Kicking an old 'un when he's down

As I was travelling to work this morning, I inwardly declared that today was the day to get on with my big idea.

I was talking to Mags' charming mum Moira on Sunday evening, and mentioned that I'd been considering joining the Anthony Nolan register.

Prior to Mags getting ill three years ago, I hadn't heard of Anthony Nolan, a remarkable charity that saves the lives of people with blood cancer who need a blood stem cell or bone marrow transplant. 

But Mags told me all about it and, when she had her first bout of leukaemia, Anthony Nolan saved her life when she was matched with a donor and had a successful bone marrow transplant.  That was one of the many reasons why her death was so shocking and so cruel after her illness returned, because it wasn't supposed to be like that.

However, back to Sunday and me telling Moira of my heroic plan. 

"Well, you'd better hurry up!" she announced.

"Erm...OK. Why the rush?"

"Because when you reach 45, you're no good to them!"

"Really?
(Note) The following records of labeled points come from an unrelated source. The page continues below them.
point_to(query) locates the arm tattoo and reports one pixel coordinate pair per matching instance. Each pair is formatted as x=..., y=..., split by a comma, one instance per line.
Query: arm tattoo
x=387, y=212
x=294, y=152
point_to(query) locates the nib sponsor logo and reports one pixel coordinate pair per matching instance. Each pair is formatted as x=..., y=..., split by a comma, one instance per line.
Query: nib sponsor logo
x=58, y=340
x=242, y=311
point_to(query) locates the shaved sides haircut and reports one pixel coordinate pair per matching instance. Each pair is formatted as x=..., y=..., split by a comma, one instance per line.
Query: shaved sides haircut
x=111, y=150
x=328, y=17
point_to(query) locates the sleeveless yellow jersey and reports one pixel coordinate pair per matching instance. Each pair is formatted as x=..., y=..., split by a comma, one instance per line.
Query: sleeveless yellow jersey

Why?!"

"Because you're too old!"

How dare she.

So, as I was having my lunchtime sandwiches today, I decided to find out what I needed to do to get on with things.

The answer?  Find myself a time machine.

When I went on to Anthony Nolan's website I discovered that Moira was a touch out when she said that 45 was the cut off age for usefulness.  Or she would've been a touch out until very recently. 

To quote from the website:

"Anthony Nolan is changing the age criteria for joining its donor register from 18-40 to 16-30."


The website, under FAQs, proceeded to answer my burning question, i.e. "Why are you recruiting younger donors?" with "Due to scientific, medical and resource reasons."

It then continued to humiliate me with some detailed bullet points:

  • Lowering the average age of our register will help Anthony Nolan save more lives
  • Younger people make the most successful donors for patients with blood cancer
  • Doctors will always choose a younger donor if they are available
  • Older donors are more likely to have developed age-related conditions which may mean they cannot donate
  • The health of our donors is a priority for Anthony Nolan so we want to provide the healthiest donors for patients
  • As a charity, we must spend our resources on recruiting the people who will be the best possible donors for patients with blood cancer
  • It costs £100 to add each donor to our register so we must recruit the people most likely to be chosen as donors, who will remain on our register for the longest time."    

Or, in short and this time in my own words, because I'm knackered.

On reflection? Probably fair enough.